[serve] Stabilize metrics pusher #38349

zcin · 2023-08-11T05:26:21Z

Why are these changes needed?

This PR solves two problems.
First, suppose there is one task registered on the metrics pusher with interval 2 seconds.
What the metrics pusher does repeatedly:

Record start = time.time()
Execute task
Record task last_call_succeeded_time
Sleep until time = start + 2

The problem:
Strictly speaking, start + 2 < task.last_call_succeeded_time because start < task.last_call_succeeded_time. This is not always a problem because the task execution is very fast (1-5ms) and time.sleep(2) sleeps for "at least 2 seconds", so oftentimes the thread actually wakes up at a time that is after task.last_call_succeeded_time + 2. However sometimes the thread wakes up before task.last_call_succeeded_time + 2 meaning it doesn't satisfy the if statement and doesn't execute the task to push the metric. This causes the metrics pusher to "skip" intervals.
Since all our tasks and callback functions are essentially no-ops, we should just sleep until at least last_call_succeeded_time + 2.

Second, suppose there is more than one task registered on the shared metrics pusher, one with interval 8s and one with interval 10s. Currently, the thread on the metrics pusher will wake up every 8 seconds to check if any tasks need executing. This means the first task will be executed every 8 seconds, and the second task every 16 seconds.

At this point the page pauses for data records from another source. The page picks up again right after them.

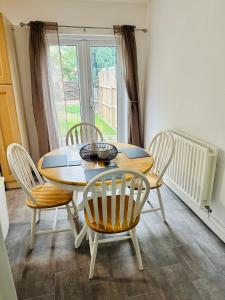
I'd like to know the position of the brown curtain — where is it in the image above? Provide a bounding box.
[29,21,60,156]
[113,25,142,146]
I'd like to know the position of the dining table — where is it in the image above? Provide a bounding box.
[37,142,153,248]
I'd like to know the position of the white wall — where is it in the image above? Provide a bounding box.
[145,0,225,224]
[0,0,147,159]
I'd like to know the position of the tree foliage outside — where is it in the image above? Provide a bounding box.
[50,46,78,82]
[50,46,116,88]
[91,46,116,88]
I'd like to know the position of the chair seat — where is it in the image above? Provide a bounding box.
[26,183,73,208]
[84,196,140,234]
[146,172,163,189]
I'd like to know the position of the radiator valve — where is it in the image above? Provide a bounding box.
[205,205,212,217]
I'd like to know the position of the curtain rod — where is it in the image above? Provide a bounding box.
[20,22,148,32]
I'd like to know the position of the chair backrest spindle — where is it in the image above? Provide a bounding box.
[7,143,44,203]
[80,169,150,228]
[66,123,103,145]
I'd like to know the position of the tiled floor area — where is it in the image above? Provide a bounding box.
[4,187,225,300]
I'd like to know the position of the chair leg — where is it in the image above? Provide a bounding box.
[75,223,87,248]
[66,204,77,240]
[130,228,143,270]
[36,209,41,224]
[89,232,98,279]
[87,228,93,256]
[71,191,80,231]
[30,209,36,250]
[157,189,166,222]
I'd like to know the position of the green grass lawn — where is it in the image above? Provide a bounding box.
[58,104,117,139]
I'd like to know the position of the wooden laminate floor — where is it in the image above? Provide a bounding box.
[4,187,225,300]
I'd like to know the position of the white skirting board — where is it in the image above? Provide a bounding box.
[164,178,225,243]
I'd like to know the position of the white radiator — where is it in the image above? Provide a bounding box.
[164,130,218,207]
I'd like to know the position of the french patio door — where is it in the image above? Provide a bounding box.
[49,35,126,143]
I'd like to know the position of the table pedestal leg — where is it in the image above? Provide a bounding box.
[72,191,80,232]
[75,224,87,248]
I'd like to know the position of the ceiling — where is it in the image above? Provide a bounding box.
[82,0,149,4]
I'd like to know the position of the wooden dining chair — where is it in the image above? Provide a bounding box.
[80,169,150,279]
[7,143,77,249]
[66,123,103,146]
[142,131,175,222]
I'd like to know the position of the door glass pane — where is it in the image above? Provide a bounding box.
[90,46,117,141]
[49,45,81,144]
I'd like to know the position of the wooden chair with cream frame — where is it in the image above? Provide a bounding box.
[66,123,103,146]
[7,143,77,249]
[142,130,175,222]
[79,169,150,279]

Instead of setting least_interval_s to min(task.interval_s for all tasks), we should check at every interval when is the next time any task needs to be executed, so the sleep time is always varying. E.g. with an 8s interval task and 10s interval task, the thread should roughly sleep 8 seconds then 2 seconds and repeat.

Related issue number

Closes #38360
Closes #38361

Checks

I've signed off every commit(by using the -s flag, i.e., git commit -s) in this PR.
I've run scripts/format.sh to lint the changes in this PR.
I've included any doc changes needed for https://docs.ray.io/en/master/.
- I've added any new APIs to the API Reference. For example, if I added a
  method in Tune, I've added it in doc/source/tune/api/ under the
  corresponding .rst file.
I've made sure the tests are passing. Note that there might be a few flaky tests, see the recent failures at https://flakey-tests.ray.io/
Testing Strategy
- Unit tests
- Release tests
- This PR is not tested :(

zcin · 2023-08-11T05:27:54Z

python/ray/serve/tests/test_util.py

@@ -665,6 +667,21 @@ def test_get_all_live_placement_group_names(ray_instance):
    assert set(get_all_live_placement_group_names()) == {"pg3", "pg4", "pg5", "pg6"}


+def test_metrics_pusher():


Without this change, this test almost never passes. counter["val"] at the end of the test is 16-17.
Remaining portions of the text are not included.